For years South Auckland has been crying out for a professional netball team and now they have one.
The Northern Stars are the new kids on the block in this year's domestic netball competition - the ANZ Premiership.
With over 17,000 registered netballers playing throughout the region, South Auckland is one of the biggest and most culturally diverse netball zones in the country.
And of all people coaching them, it's an Australian at the helm.
Julie Hoornweg is regarded as one of the world's best netball coaches, she's guided the Melbourne Vixens to a trans-Tasman title, been named Australian coach of the year twice, and had two successful stints as the coach of the Fijian national team.
She's now chancing her arm in South Auckland, home to the one of the world's largest multi-cultural communities.
The team itself is a reflection of that community, captain Leana de Bruin was born in South Africa, shooter Maia Wilson and defender Kayla Cullen are of Maori descent, Malia Vaka has Tongan heritage and import Afa Rusivakula is from Fiji.
Hoornweg said it's important to her and the franchise to build their culture around its diversity.
"It just gives you your own identity, it enriches your lives, it gives you some structure and some discipline.
"I love all that, loved being in Fiji, love being over here, unfortunately in Australia we don't quite have that same culture and that sense of who we are," Hoornweg said.
Netball New Zealand is fully funding the Stars in their first year in the competition, a clear sign it believes there's value in developing a professional team in South Auckland.
Counties Manukau Sport chief executive Russell Preston said the Stars inclusion in the competition is fantastic, though a long time coming.
He said giving youngsters closer access to professional athletes is exactly what South Auckland needs but he believes it benefits Netball New Zealand even more.
"That's what those players need when they take the next step up into the international netball.
"If they're continuously put under pressure locally, the transition into international competition, the gap doesn't become so wide."
The Stars will by no means be easy beats in the competition, boasting four past and present Silver Ferns in their 10-woman playing roster.
But as much as it's about competitiveness, Hoornweg is intent on developing a team South Aucklanders can be proud of off the court.
"Some of our elite netballers are just fantastic women in terms of their daily lives and positions they hold so it just prepares you for a fantastic life.
"If we can give some of the young girls from this region a pathway or some role models to look up to, fantastic.
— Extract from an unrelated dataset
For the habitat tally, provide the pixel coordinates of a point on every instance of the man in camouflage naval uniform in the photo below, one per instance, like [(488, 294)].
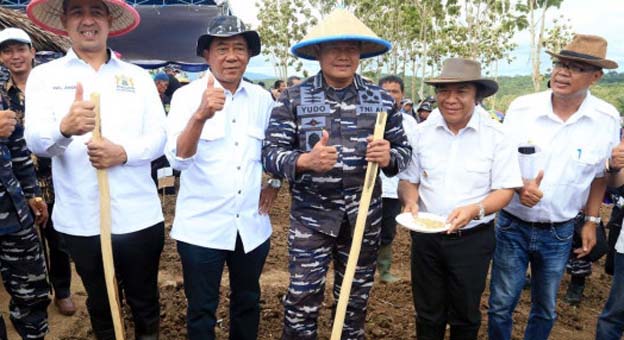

And we also want them participating, so if they see them and want to paly the game even better," Hoornweg said.
Malia Vaka, a born and bred South Aucklander spent her teenage years living in Australia, so she's used to her coach's accent, but even she says some of Hoornweg's Aussie sayings have caught her off guard.
"She uses her Aussie words out on the court and we're always like "ah can you explain that?"
"She uses bork, so borking but we call it fake, so we kind of correct her and she changes it which is pretty good."
The players won't mind changing some of Hoornweg's sayings, as long as it brings them her proven success.